Unlike the vastly superior Mortal Kombat (1995) or the Jean-Claude van Damme box office bomb Street Fighter (1994), Heatseeker hardly, if ever, manages to deliver on its promise. The mildly interesting premise, the stylized look, and even the fights come across as overly stilted and daft. The cybernetic implants and upgrades are heavily emphasized in the mess of a screenplay but it’s impossible to tell which combatants are enhanced and which are not. Neither do said implants seem to give any of the more enhanced combatants any strategic upperhand or special skills. One of the bigger, and more important, problems for Heatseeker is the unequivocally flat and unenergetic action choreography. The fights universally and uniformly are clunky, slow, and lack in athleticism, rhythm, and grace.

If this had been a Hong Kong production at least the fights would have been good. Not so here. Further complicating matters is that there's a complete absence of interesting camera angles, every scene is shot in soft focus, and the fights are easily the most boring aspect of the production. A great deal is made of Heatseeker being about a full-contact kumite yet it's practically bloodless and the injuries of the cybernetic combatants are shown with small, budget-efficient exposing of wiring and circuitry embedded in human flesh. Each cybernetic combatant hits the canvas with the expected eruption of sparks, vapors of smoke, and light electronic buzzing. It’s a sad day for a budget-deficient martial arts movie when the referee (Mary Courtney) becomes the only aspect of a fight worth paying attention to.
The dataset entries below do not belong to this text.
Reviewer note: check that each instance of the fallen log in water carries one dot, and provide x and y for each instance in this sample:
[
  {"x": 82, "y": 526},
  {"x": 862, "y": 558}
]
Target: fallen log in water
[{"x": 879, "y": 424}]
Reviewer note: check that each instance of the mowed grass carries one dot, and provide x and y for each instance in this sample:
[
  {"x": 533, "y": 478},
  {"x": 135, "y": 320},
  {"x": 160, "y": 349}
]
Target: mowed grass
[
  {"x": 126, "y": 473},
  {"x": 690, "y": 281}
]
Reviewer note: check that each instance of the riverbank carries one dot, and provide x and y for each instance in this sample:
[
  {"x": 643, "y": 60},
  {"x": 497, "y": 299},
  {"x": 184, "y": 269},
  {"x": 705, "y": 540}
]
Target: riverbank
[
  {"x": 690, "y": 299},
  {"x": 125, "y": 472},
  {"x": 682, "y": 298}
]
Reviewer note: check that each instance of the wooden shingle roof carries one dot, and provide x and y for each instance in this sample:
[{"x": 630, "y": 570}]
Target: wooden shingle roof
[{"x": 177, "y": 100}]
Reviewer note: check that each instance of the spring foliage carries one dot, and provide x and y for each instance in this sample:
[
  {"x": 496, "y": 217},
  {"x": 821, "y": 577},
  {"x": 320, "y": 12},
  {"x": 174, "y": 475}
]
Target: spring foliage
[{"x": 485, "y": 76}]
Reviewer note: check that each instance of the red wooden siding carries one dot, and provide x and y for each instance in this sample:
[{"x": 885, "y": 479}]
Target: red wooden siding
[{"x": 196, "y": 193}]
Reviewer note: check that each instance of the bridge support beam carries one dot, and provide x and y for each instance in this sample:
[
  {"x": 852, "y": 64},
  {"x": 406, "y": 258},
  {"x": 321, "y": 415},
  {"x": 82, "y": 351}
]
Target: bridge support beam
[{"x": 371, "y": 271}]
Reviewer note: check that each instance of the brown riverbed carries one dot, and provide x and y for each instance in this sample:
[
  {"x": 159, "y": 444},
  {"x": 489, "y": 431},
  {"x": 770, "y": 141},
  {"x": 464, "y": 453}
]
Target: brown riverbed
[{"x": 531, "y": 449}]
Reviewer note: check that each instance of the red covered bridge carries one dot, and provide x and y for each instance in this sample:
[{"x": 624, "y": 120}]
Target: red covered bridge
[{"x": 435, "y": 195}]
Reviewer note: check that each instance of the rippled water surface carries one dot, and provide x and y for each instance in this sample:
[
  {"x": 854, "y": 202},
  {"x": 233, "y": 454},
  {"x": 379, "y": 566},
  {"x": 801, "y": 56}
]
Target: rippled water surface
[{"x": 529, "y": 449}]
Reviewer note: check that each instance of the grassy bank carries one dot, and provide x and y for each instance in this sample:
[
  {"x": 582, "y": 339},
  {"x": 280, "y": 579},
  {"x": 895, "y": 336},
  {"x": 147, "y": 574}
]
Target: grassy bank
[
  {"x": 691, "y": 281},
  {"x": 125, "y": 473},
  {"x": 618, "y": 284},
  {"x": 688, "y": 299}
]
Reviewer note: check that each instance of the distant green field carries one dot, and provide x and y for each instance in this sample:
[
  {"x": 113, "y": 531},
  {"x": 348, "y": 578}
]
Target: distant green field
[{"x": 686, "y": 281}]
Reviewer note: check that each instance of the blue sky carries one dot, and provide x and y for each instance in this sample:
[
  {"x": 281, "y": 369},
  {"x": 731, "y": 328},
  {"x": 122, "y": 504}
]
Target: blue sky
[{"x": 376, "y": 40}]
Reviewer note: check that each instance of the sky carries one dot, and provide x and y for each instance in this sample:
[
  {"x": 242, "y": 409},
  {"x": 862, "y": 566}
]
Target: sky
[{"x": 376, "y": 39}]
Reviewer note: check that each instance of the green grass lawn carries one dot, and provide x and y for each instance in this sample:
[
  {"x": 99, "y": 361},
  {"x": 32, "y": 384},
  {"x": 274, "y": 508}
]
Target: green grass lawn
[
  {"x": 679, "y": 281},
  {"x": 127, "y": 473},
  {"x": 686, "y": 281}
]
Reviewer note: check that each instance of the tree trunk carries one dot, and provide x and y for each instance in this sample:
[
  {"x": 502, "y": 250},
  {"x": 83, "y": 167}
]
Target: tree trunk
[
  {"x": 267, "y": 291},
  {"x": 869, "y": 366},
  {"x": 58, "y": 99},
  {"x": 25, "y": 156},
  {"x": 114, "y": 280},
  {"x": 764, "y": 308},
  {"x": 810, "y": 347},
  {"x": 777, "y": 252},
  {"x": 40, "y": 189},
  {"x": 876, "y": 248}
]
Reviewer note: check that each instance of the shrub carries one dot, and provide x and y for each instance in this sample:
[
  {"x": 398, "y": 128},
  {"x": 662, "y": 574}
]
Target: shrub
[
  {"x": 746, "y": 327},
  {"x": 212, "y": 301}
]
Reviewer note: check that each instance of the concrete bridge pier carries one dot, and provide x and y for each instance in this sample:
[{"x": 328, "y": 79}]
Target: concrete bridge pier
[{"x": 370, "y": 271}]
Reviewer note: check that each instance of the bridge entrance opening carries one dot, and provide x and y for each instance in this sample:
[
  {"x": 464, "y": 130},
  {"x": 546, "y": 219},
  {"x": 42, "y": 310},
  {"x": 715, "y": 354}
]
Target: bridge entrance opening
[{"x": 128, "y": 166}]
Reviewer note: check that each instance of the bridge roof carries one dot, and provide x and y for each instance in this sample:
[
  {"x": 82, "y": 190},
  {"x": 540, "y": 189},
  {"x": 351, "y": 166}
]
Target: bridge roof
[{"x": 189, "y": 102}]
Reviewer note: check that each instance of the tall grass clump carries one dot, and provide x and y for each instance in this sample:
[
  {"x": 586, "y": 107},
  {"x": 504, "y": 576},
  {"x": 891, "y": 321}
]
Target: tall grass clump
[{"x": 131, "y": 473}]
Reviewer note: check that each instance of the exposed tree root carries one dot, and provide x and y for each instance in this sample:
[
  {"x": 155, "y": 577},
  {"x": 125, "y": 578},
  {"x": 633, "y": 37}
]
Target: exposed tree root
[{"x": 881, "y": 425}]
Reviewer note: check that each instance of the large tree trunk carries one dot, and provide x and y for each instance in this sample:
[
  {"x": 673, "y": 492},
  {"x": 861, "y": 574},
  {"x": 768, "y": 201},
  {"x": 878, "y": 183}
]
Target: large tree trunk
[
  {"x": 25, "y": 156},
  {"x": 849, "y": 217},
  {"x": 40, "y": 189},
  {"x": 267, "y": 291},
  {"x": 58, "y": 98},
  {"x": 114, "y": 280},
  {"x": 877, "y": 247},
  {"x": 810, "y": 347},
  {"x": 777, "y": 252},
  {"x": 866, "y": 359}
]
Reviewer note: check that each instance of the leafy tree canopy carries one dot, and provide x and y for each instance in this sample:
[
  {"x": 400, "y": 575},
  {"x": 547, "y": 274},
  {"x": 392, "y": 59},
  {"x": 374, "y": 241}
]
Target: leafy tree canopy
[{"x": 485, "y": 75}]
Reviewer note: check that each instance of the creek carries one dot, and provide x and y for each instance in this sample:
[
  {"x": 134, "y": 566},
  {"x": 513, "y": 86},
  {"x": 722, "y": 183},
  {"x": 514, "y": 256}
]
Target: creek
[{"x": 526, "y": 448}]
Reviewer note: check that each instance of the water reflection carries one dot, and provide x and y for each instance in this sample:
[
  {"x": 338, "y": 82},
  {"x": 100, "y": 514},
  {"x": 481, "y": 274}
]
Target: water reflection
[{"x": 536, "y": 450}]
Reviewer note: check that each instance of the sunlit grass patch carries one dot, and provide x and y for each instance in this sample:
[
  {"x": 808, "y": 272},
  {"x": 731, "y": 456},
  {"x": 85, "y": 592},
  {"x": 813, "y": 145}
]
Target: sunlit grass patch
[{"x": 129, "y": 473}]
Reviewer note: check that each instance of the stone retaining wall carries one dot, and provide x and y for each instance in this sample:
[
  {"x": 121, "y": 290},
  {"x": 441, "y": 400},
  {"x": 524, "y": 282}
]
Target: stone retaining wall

Somewhere in Heatseeker there’s a worthwhile little martial arts movie, or a passable character study of cybernetic enhanced martial artists in search and contemplation of the nature of humanity, and their loss thereof - or a protest against the corporization and mass commercialization of popular sports entertainment. All of which director Albert Pyun, or most likely screenwriter Christopher Borkgren, has no interest in exploring to any degree. It’s interesting that two of Pyun’s more worthy offerings were far more grounded in reality than his usual dystopian cyberpunk vehicles. Hong Kong ’97 benefitted from having two lead stars (Robert Patrick and Ming-Na Wen) that could actually act, and Spitfire was a popcorn spy/adventure flick in the truest sense of the word. That Heatseeker, much more in Pyun’s comfort zone than anything else that year, is so immensely, unforgivingly stale that it might as well signal that Pyun was spreading himself a tad too thin creatively that year. Heatseeker makes one long for the glorious incompetence of Mortal Kombat: Annihilation.